Reformas na África do Sul avançam nacionalmente, mas falham no nível local

O mais recente BLSA Reform Tracker mostra que as reformas econômicas da África do Sul atingiram um índice de conclusão de 71,75%, um aumento de 27% desde março de 2024, mas o progresso trimestral desacelerou e a disfunção municipal persiste. O ministro da Governança Cooperativa, Velenkosini Hlabisa, declarou que as falhas do governo local são o principal obstáculo ao crescimento.

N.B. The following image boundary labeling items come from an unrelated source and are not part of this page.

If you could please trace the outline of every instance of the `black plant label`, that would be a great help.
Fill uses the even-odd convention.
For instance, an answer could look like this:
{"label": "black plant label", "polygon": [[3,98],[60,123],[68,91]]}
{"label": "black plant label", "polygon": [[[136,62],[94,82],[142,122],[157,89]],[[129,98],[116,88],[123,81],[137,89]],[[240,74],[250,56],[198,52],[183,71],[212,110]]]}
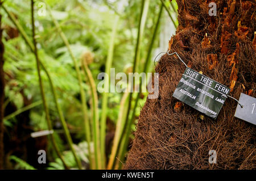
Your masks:
{"label": "black plant label", "polygon": [[188,67],[172,96],[216,119],[230,90],[228,87]]}

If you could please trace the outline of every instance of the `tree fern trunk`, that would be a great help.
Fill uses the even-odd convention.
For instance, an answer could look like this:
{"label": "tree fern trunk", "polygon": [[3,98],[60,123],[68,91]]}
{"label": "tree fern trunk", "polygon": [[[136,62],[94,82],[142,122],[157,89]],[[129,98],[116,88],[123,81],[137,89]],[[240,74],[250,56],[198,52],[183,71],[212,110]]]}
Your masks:
{"label": "tree fern trunk", "polygon": [[[230,87],[230,95],[255,97],[255,1],[179,0],[179,26],[168,49],[193,69]],[[159,96],[147,99],[125,169],[255,169],[254,125],[234,117],[237,103],[228,98],[212,120],[172,96],[185,67],[175,56],[162,56]],[[217,163],[209,152],[216,151]]]}

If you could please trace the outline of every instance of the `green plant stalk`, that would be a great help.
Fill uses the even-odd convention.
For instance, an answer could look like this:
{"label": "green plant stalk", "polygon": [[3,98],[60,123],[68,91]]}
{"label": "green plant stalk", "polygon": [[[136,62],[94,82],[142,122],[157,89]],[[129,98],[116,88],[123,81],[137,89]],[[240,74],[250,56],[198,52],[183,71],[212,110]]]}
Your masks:
{"label": "green plant stalk", "polygon": [[30,104],[26,107],[24,107],[19,110],[18,110],[17,111],[13,112],[12,113],[10,113],[10,115],[5,116],[3,119],[5,120],[5,121],[6,121],[9,119],[10,119],[13,117],[15,117],[16,115],[19,115],[20,113],[21,113],[22,112],[23,112],[29,110],[30,109],[32,109],[32,108],[36,107],[40,104],[41,104],[42,103],[42,100],[38,100],[36,102],[34,102],[32,104]]}
{"label": "green plant stalk", "polygon": [[[147,52],[147,58],[146,59],[146,60],[145,64],[144,65],[144,68],[143,68],[143,72],[144,72],[145,73],[147,73],[148,72],[148,66],[150,64],[151,54],[152,50],[153,48],[154,43],[155,42],[155,37],[156,36],[156,33],[158,32],[158,27],[160,24],[161,15],[162,15],[162,13],[163,11],[163,4],[162,4],[160,10],[159,10],[159,12],[158,14],[158,20],[156,21],[156,24],[155,25],[155,29],[154,30],[153,36],[152,36],[152,39],[151,39],[151,40],[150,42],[150,45],[148,48],[148,50]],[[140,82],[139,90],[142,89],[142,86],[143,83],[144,83],[144,82],[142,82],[142,81]],[[134,107],[133,108],[133,110],[132,112],[131,119],[130,119],[129,120],[128,125],[127,127],[126,127],[126,130],[125,130],[125,132],[124,134],[124,141],[123,141],[124,143],[123,143],[123,146],[121,147],[120,150],[121,150],[121,151],[120,151],[120,153],[119,153],[120,155],[119,155],[119,158],[121,161],[123,161],[125,152],[126,151],[126,149],[128,146],[128,144],[129,144],[128,142],[129,142],[129,138],[130,137],[130,134],[131,132],[131,125],[132,125],[132,124],[134,120],[135,112],[136,112],[136,108],[137,107],[137,104],[138,104],[139,99],[139,93],[138,93],[137,94],[137,98],[135,99],[135,102]]]}
{"label": "green plant stalk", "polygon": [[169,15],[170,18],[171,18],[171,21],[172,22],[172,23],[174,24],[174,26],[176,28],[177,28],[177,25],[175,23],[175,22],[174,21],[174,19],[172,18],[172,16],[171,14],[171,12],[169,11],[169,9],[168,9],[167,6],[166,6],[166,4],[164,3],[164,2],[163,0],[160,0],[162,2],[162,3],[164,7],[164,9],[166,9],[166,11],[167,12],[168,14]]}
{"label": "green plant stalk", "polygon": [[175,12],[175,14],[177,15],[177,10],[174,7],[174,5],[172,4],[173,1],[171,1],[170,3],[171,4],[171,6],[172,6],[172,9],[174,10],[174,11]]}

Iniciativas nacionais como a Operation Vulindlela continuam, porém a execução na prática deixa a desejar.

O Business Leadership South Africa (BLSA) Reform Tracker relata um índice geral de conclusão de 71,75, um aumento de 27% desde março de 2024. No entanto, os ganhos trimestrais caíram para 0,4 pontos, a governança não apresentou progresso por dois trimestres e a logística de carga apresentou declínio.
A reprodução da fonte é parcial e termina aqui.